A student leader in the anti-Israel divestment campaign at the University of California, Berkeley, was elected to serve on the University of California system’s Board of Regents.

Sadia Saifuddin, a student senator at Berkeley, was voted in by the board on Wednesday as a regent for 2014-15. She was up against two other students for the post.

Roz Rothstein, CEO of the pro-Israel group StandWithUs, in a statement criticized the selection.

“The choice of Sadia Saifuddin as student regent sends the wrong message and in fact, defeats the Regents own goal of being more inclusive,” she said.

The Berkeley student senate’s Israel divestment resolution co-sponsored by Saifuddin called  for divesting $14 million in university and Associated Students funds from Caterpillar, Hewlett-Packard and Cement Roadstone Holdings because they profit from Israel’s occupation of the West Bank and Jewish settlements. The nonbinding resolution passed in April by a vote of 11-9.

Saifuddin, Rothstein said, “instigated a bigoted campaign that purposely marginalized one group of students on campus. How can she be expected to represent all students when she has an extremist point of view against those who do not agree with her?”

The daughter of immigrants from Pakistan, Saifuddin told the campus newspaper following the resolution vote, “I don’t want one cent of my money to go toward fueling the occupation of my brothers and sisters,”

A former UC student regent, Jonathan Stein, praised Saifuddin.
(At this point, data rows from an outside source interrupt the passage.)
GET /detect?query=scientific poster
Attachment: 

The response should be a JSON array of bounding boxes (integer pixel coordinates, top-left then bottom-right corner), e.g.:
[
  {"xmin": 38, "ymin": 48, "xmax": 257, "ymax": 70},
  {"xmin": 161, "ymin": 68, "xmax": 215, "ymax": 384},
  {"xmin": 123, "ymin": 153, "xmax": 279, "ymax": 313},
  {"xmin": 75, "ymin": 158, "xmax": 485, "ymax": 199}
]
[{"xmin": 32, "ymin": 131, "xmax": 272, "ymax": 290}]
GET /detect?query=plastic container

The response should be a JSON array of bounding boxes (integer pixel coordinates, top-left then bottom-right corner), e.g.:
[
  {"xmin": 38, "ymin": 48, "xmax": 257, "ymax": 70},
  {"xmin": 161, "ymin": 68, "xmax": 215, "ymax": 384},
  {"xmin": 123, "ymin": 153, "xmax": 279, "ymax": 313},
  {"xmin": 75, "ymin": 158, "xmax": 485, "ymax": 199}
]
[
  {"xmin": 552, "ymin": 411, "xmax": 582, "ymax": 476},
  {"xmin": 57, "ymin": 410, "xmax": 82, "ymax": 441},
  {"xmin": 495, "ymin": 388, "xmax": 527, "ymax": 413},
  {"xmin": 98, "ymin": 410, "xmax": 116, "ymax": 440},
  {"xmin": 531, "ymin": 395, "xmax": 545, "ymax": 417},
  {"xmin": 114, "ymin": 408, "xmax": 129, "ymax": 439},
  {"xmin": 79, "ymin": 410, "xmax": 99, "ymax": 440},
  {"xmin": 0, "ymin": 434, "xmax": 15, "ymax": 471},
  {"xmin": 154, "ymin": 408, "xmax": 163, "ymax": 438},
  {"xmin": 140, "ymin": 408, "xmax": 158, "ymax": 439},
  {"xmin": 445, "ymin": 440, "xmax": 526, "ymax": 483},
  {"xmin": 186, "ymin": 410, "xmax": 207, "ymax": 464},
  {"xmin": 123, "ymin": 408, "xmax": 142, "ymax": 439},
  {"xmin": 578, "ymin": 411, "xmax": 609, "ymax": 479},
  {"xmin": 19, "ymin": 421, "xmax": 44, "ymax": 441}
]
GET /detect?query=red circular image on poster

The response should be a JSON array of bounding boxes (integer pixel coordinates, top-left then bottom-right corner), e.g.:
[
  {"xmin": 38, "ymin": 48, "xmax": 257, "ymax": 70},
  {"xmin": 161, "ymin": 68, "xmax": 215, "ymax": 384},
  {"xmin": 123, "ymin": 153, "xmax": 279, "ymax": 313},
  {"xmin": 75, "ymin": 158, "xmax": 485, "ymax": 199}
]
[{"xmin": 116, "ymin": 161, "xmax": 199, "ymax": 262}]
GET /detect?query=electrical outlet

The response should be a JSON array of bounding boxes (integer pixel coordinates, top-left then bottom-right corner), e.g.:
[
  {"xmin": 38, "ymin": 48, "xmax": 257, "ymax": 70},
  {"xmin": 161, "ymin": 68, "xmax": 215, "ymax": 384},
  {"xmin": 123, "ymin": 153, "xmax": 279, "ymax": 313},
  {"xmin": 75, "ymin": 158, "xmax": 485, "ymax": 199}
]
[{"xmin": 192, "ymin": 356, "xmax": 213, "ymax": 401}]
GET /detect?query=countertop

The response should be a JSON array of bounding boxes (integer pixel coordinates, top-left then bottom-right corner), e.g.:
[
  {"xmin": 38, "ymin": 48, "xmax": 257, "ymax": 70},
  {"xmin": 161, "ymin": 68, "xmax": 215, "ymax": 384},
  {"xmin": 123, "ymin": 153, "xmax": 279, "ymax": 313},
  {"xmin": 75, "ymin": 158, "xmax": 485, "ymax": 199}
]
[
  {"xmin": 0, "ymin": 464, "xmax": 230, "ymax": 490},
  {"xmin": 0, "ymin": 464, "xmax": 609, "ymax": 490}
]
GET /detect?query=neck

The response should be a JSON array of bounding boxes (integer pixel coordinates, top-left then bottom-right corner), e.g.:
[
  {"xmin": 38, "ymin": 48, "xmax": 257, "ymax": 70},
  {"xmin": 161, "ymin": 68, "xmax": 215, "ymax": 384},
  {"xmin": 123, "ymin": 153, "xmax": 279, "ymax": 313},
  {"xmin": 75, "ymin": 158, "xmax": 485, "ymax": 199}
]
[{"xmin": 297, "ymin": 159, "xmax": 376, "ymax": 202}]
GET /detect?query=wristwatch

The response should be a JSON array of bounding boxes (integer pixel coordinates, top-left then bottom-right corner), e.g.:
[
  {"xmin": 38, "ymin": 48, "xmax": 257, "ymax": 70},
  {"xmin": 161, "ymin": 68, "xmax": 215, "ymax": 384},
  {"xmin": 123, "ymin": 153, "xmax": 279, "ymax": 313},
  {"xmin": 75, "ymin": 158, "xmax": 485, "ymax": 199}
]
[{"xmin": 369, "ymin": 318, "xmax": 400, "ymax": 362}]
“Sadia is what kept UC Berkeley from cracking apart through that experience,” he said.

The Simon Wiesenthal Center had launched a petition against Saifuddin’s nomination.

Saifuddin graduated from the Council on American Islamic Relations’ Youth Leadership Program in public speaking, media relations and governmental activism in 2008 and has maintained close ties to the organization, which has been accused of promoting radical Islam.

The Board of Regents sets educational policy for the 10 universities in the UC system and appoints their senior officers.